Un hombre de mediana edad pasa corriendo y me salpica. Salgo de la trampa del recuerdo para encontrarme de nuevo frente al predicador. Ya en silencio, espera, no sé qué, estoico y cristiano bajo la lluvia. Me mira, quieto como un justo. Le señalo un pequeño espacio a mi lado pero lo rechaza con una casi sonrisa, ignoro si conmovido por mi gesto o divertido por la inutilidad de los refugios. Un hedor marrón, como de abandono, emerge del alcantarillado y tan ciudadano como las ratas y las noticias, deambula el boulevard a sus anchas.

Lánzate, lánzate, le gritan a Diego que corre a primera bajo la lluvia. La pelota de goma rebota con efecto contra el filo de la acera y se le escapa a Iván quien corre tras ella, pero es tarde cuando la atrapa. Diego, en primera, espera por el turno al bate del negrito Kenni para seguir avanzando. El aguacero arrecia, el juego también. Nada como el asfalto mojado para batear rollings corticos, incogibles. Kenni rebota la pelota cinco veces contra el piso antes de batear, como siempre, mientras calcula hacia dónde debe hacerlo. Hay tensión. Un trueno ensordecedor nos estremece y desconcentra.

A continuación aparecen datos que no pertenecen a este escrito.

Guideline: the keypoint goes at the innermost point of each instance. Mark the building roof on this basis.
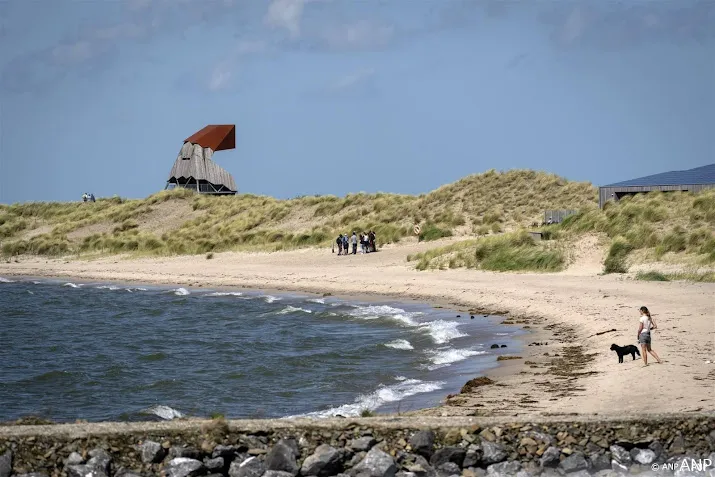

Todos hemos gritado. El predicador mira al cielo como esperando que tras el trueno, las huestes celestiales comiencen la campaña. Pero no llegan. No hay ángeles en las puertas del Gran Café degollando a los proxenetas que acostumbran sus mesas. Pero él espera. Le sobra confianza y tiempo. No recuerdo si el negrito Kenni llegó a batear bien, y no viene al caso. La lluvia se intensifica y la gente comienza a darse cuenta que será para largo. Unos, en consecuencia, se resignan y salen de sus refugios para intentar taxis o autobuses. Otros, piden un café. Yo, me quedo loco admirando el uniforme del liceo que se le ha pegado al cuerpo.

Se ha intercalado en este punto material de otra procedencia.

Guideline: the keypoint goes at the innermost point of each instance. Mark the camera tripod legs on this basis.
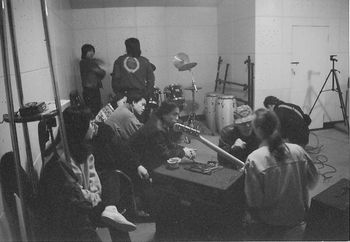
(338, 90)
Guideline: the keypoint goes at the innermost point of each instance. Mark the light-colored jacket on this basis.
(278, 190)
(124, 122)
(88, 179)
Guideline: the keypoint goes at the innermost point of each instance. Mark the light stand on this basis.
(333, 72)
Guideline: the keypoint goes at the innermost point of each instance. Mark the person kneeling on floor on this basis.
(80, 130)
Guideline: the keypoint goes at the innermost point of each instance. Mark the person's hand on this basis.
(190, 153)
(239, 143)
(143, 173)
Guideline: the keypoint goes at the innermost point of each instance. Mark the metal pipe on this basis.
(252, 86)
(11, 115)
(44, 13)
(30, 165)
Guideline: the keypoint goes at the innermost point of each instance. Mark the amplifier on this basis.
(195, 206)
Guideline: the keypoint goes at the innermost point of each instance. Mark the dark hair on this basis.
(269, 125)
(77, 122)
(165, 108)
(134, 97)
(271, 100)
(133, 48)
(118, 96)
(85, 49)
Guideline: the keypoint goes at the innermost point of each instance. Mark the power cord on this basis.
(321, 160)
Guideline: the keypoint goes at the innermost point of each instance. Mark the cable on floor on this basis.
(320, 159)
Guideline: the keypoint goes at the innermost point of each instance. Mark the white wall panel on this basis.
(150, 16)
(119, 17)
(89, 18)
(153, 40)
(191, 16)
(268, 35)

La blusa se ha transparentado y deja ver los sostenes que apenas si contienen sus pezones como piedras que luchan por escapar. Detallo la rigidez de sus nalgas al caminar, la cabellera mojada y salvaje, negra como las nubes, que imagino sobre mí en la cama. Escucho la voz afónica diciendo que también quiere. Que se la pasa pensando en eso. Que ganas y miedo se le confunden. Y yo desabrocho los botones y, temblando, levanto el sostén, toco sus senos morenos, los primeros, los mejores... y la vecina que pasa en el carro y parece que nos ve. Y el susto, la carrera. El mejor no que duró varios meses hasta el mejor sí.

Debo haber sonreído. El predicador parece satisfecho y sonríe, ahora sí, con todo el rostro. Quizá crea que meditaba en sus palabras. Piense que, después de todo, la lluvia me sujetó a su verbo, me lavó las culpas, me preparó para el reino. Un alma ganada, se dirá. Uno que no caerá, pareció decir. Y extiende sus brazos mientras camino hacia él, listo para la lluvia.

Olvídalo, amigo, le digo. No vendrán. todo está muy sucio.

Bajando hacia la avenida, un enorme cerro de basura se desparrama por el peso del agua. Un indigente trata de rescatar algo comestible. Un hijo de puta le grita que busque bien, que hay lomito. Los demás ríen. Sólo un perro, triste y desnutrido, lo observa compasivo. Tal vez los ángeles son perros famélicos. Después de todo, no hay nada que rescatar.

Es una mierda esta ciudad. Hace de la lluvia un defecto.